4.2. Policy and Practice Implications
The models provide a credible framework for future research on gender issues within the elderly population, especially those who support healthy and active aging. The study indicates that successful policies and practices for gender-specific medicine should emphasize self-assessment, which reveals notable gender differences regarding perceived impacts on physical activity. By recognizing gender inequalities in physical functioning, healthcare providers can tailor interventions to address the unique needs and challenges each gender faces. This gender-focused approach may improve disease management by encouraging older individuals to pursue promotional interventions that meet their expectations regarding physical functioning improvement and active aging. In addition to this, given that various conditions along with aging and gender can affect mobility in the elderly, it is important to include multidisciplinary, interdisciplinary, and transdisciplinary approaches in interventional programs creation, their implementation, and efficacy monitoring for optimal functional outcomes.
5. Conclusions
Bad self-perceived general health and pulmonary and musculoskeletal diseases were predictors of functional disability in both genders of elderly individuals. In contrast, long-lasting health problems were predictors of functional disability in females and other chronic diseases predictors in elderly males.

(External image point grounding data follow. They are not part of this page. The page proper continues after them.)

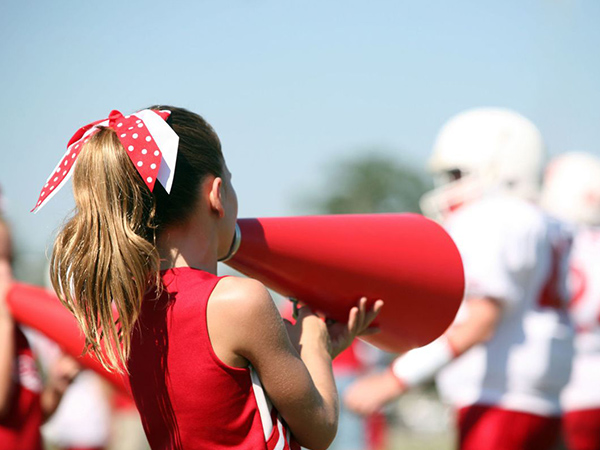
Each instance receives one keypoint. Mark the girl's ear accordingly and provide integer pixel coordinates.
(214, 196)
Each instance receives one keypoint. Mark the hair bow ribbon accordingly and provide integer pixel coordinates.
(149, 141)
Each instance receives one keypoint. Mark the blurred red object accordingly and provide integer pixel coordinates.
(37, 308)
(329, 262)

A better understanding of the specific health dimensions and self-perceived general health in elderly males and females, along with their specific physiological, biological, and psycho-social differences, is of particular importance in establishing and promoting strategies and effective gender-oriented measures related to the prevention of further functional deterioration and optimizing interventions to increase participation, physical functioning, and performance in the community.